Much of the prior research on SEPs, Packham notes, was done during the AIDS crisis of the 1980s and 1990s, and consistently associated the programs with lower rates of HIV infection and death. The new paper adds data on the modern context, both regarding how SEPs affect infection and how they affect drug use more generally.

To conduct her analysis, Packham used a "difference-in-differences" approach to compare counties that introduced an SEP between 2009 and 2016 and those that did not. She successfully replicated the finding that counties with SEPs saw lower rates of HIV diagnosis. Specifically, she estimates that an SEP lowers HIV infection rates by 12.7 percent, but that figure declines—and is not statistically significant—after the introduction of controls for state-level economic and demographic factors.

This decline is swamped by the effect that SEPs have on drug overdose deaths. Counties with SEPs saw an 11.6 percent increase in drug deaths compared to those without, and a 25.4 percent increase in specifically opioid-involved deaths. These effects remain significant and large when controls are introduced.

"These effects correspond to nearly 2.5 additional fentanyl-related deaths per county over the 0-7 years following a SEP opening," Packham writes, "providing support for two stark conclusions: (i) SEPs lead to greater risk of opioid misuse and overdose and/or (ii) the increase in mortality rate among injection drug users simultaneously reduces the probability that these users will spread HIV through needle sharing in the future."

Packham corroborates her finding by analyzing rates of drug-involved ER visits, in-patient stays for drug-related complications, and drug arrests.
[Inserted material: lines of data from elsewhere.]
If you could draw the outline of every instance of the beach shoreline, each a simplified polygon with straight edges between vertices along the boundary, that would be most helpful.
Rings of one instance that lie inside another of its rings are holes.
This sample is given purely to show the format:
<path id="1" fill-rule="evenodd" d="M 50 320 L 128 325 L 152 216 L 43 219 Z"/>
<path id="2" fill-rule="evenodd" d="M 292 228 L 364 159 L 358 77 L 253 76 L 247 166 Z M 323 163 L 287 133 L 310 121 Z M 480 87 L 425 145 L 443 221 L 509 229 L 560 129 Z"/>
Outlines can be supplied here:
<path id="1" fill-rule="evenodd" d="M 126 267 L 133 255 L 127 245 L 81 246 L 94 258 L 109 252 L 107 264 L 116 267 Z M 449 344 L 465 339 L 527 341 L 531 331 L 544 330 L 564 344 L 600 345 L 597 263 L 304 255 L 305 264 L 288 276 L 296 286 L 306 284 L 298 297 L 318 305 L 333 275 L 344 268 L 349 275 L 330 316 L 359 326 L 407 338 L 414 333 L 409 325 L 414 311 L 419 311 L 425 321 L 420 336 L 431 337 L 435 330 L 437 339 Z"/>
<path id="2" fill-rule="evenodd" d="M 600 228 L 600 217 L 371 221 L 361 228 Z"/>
The former two increase with the introduction of an SEP; the latter initially increases, but is unchanged after about two years.

Packham speculates three underlying causes might be at play. It could be that a program offering free drug paraphernalia lowers the time and money cost of using drugs, thus encouraging use. SEPs also offer a place for users to "network," which could lead to more drug connections being made. Lastly, SEPs may give drug users a place to cluster and use without fear of legal blowback, leading to more use and therefore more harm.

"Policymakers and the public health community more broadly should be careful to consider all costs and benefits of SEPs, including long-run effects generated by lowering the costs of consuming injection drugs," Packham writes. "In the wake of increased drug-related deaths and state policies to curb this epidemic, my estimates shed new light on how local policies can affect syringe sharing, drug overdose, and drug-related crime."

Packham is not the first economist to find that a popular harm-reduction policy paradoxically increases drug deaths. A 2018 paper by economists Jennifer Doleac and Anita Mukherjee attracted outcry when it argued that distributing the overdose-reversing drug naloxone (Narcan) could lead to more overdoses. Packham notes in her study that another, earlier paper, on the other hand, links naloxone-access laws to lower OD death rates.

Perhaps the most important takeaway from the new paper, though, is that it adds to the empirical literature showing how complicated drug-control policy can be. Another recent paper, for example, offered a similarly paradoxical finding: Placing a limit on the length of legitimate opioid prescriptions can actually lead to patients being prescribed more opioids, not fewer. This sort of unintended consequence is a hallmark of all policy; Packham's paper makes clear that even widely accepted interventions are hardly immune.